Let the coupon/daily deal wars commence!
Now that Groupon has finally pulled the metaphorical lever to get its $20-$30 billion IPO moving, everyone’s all hopped up on daily deals and group buying. Last week, Juice in the City, a daily deal site for moms, raised $6 million, and a few days later, Intertainment Media bought daily deal site DealFrenzy.com for $700k. Everybody wants them some deals! But whatever happened to the old school days of coupon-clipping? Declining newspaper subscription sales have led a steep drop in print coupon clipping, but Coupons.com wants to reinvent the coupon in digital form, and today the company is announcing a $200 million round of funding from several undisclosed institutional investors.
Coupon clipping has long had a pretty mundane, suburban reputation, but Coupons.com notes that digital coupons represent the fastest growing segment in the coupon industry, distributing more than 332 billion coupons to customers in 2010. To get an idea for what that growth has been like, let’s compare 2009 to 2006. In 2006, digital coupons represented just 1.1% of all coupons distributed, but in 2009, that number jumped to 10%. And that growth corresponds directly with declining newspaper sales, with newspaper coupons declining from 63% in 2006 to 50% in 2009.

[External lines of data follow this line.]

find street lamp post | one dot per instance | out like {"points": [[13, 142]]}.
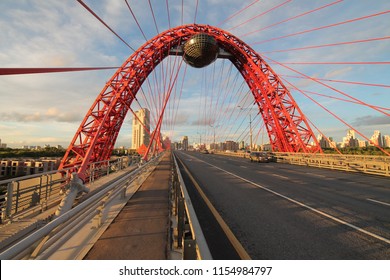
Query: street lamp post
{"points": [[250, 126], [214, 133], [200, 140], [250, 130]]}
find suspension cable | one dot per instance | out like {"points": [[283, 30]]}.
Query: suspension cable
{"points": [[330, 45], [237, 13], [261, 14], [295, 17], [105, 24], [321, 27], [135, 18], [22, 71]]}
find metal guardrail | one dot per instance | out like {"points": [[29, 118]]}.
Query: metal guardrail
{"points": [[375, 165], [54, 233], [36, 193], [188, 233]]}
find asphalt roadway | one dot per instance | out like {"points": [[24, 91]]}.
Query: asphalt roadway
{"points": [[290, 212]]}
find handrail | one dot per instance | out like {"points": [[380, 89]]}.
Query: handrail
{"points": [[196, 230], [24, 194], [25, 243]]}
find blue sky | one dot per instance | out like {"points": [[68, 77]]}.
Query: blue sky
{"points": [[48, 108]]}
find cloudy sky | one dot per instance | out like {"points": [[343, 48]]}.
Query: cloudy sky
{"points": [[40, 109]]}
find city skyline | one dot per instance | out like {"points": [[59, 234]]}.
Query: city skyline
{"points": [[48, 108]]}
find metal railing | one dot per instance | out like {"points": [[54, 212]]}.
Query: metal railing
{"points": [[35, 193], [57, 231], [188, 234], [375, 165]]}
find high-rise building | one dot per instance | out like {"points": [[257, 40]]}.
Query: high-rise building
{"points": [[377, 139], [386, 141], [141, 128], [350, 140], [185, 143]]}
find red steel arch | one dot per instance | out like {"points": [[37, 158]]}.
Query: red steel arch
{"points": [[287, 127]]}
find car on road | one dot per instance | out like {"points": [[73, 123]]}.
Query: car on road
{"points": [[259, 156]]}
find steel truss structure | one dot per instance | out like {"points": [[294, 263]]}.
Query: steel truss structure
{"points": [[287, 127]]}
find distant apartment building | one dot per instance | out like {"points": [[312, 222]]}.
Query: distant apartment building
{"points": [[376, 139], [17, 168], [3, 145], [386, 141], [350, 140], [324, 143], [184, 143], [141, 127]]}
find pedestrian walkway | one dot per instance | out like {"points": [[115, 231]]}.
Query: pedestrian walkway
{"points": [[140, 231], [23, 225]]}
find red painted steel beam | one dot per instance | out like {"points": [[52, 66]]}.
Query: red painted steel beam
{"points": [[286, 125]]}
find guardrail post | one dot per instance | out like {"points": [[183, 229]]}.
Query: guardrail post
{"points": [[17, 196], [8, 200], [180, 222], [189, 249]]}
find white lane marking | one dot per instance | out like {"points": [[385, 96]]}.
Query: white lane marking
{"points": [[280, 176], [377, 201], [316, 175], [307, 207]]}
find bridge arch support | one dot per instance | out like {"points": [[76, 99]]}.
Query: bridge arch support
{"points": [[286, 125]]}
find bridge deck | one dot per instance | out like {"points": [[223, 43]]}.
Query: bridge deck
{"points": [[140, 231]]}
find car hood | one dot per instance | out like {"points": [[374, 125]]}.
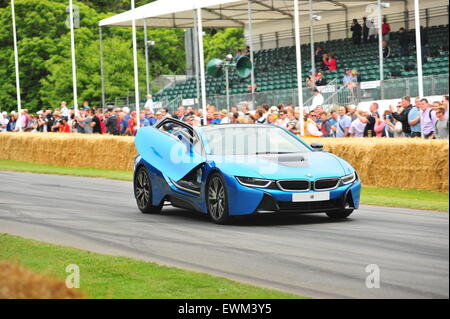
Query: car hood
{"points": [[311, 165]]}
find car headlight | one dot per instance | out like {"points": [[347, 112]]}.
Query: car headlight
{"points": [[254, 182], [348, 179]]}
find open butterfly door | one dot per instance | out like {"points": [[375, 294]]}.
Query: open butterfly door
{"points": [[169, 150]]}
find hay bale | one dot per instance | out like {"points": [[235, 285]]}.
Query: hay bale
{"points": [[400, 162], [19, 283]]}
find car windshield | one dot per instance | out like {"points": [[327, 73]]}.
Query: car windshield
{"points": [[252, 141]]}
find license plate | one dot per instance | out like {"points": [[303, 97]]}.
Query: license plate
{"points": [[310, 197]]}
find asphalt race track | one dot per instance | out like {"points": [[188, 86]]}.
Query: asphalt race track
{"points": [[307, 254]]}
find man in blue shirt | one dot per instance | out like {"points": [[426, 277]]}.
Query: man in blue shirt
{"points": [[414, 120], [344, 122], [217, 119], [333, 122]]}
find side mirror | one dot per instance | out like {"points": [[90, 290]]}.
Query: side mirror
{"points": [[317, 147]]}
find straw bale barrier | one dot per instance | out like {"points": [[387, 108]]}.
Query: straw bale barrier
{"points": [[19, 283], [402, 162]]}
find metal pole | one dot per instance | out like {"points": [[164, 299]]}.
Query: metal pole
{"points": [[136, 70], [250, 31], [299, 65], [16, 60], [227, 88], [313, 60], [74, 66], [202, 64], [380, 48], [418, 47], [147, 69], [196, 57], [102, 70]]}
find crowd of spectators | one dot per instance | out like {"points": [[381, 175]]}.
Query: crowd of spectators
{"points": [[365, 33], [418, 118]]}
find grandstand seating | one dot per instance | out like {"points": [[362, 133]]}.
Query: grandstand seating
{"points": [[275, 69]]}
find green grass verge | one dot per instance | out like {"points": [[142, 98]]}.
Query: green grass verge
{"points": [[393, 197], [407, 198], [104, 276]]}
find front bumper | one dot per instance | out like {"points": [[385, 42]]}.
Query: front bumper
{"points": [[345, 197]]}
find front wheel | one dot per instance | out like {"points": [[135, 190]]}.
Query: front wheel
{"points": [[340, 214], [217, 200], [143, 192]]}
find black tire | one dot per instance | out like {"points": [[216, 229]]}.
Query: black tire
{"points": [[217, 200], [143, 192], [340, 214]]}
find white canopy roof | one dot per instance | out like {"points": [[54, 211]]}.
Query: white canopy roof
{"points": [[220, 13]]}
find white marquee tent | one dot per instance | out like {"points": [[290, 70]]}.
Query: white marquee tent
{"points": [[239, 13]]}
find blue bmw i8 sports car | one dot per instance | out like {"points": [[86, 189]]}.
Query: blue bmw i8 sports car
{"points": [[239, 169]]}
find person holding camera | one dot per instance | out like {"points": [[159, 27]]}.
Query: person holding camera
{"points": [[330, 61]]}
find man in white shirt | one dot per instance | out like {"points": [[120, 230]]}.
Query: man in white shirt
{"points": [[3, 121], [64, 110], [149, 103], [317, 100]]}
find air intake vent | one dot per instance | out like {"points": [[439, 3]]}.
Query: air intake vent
{"points": [[295, 185], [326, 183]]}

With a network totaling tens of thousands of websites, including retailer sites that span 46,000 locations, Coupons.com is the 43rd largest website in the U.S. As part of the company’s digital network, Coupons.com features consumer electronics, shopping carts and kiosks, as well as apps, including the Grocery iQ and Coupons.com mobile apps.
“Frugal is the new black,” said Coupons.com CEO Steven Boal in a statement. “As consumers are looking for savings and deals more than ever before, Coupons.com is expanding the coupons and promotions market, by allowing more brands to connect with more consumers at every touch-point across the digital landscape. Coupons.com has created a digital marketplace where brands, retailers and consumers can connect at every step along the consumer’s path to purchase.”
The company plans to use $100 million of the investment for liquidity for employees and early investors, and the other $100 million will be used to hire 100 additional employees (the company currently has 300 employees), grow the customer base and the coupons issued, ramp up product development and international expansion, and complete acquisitions.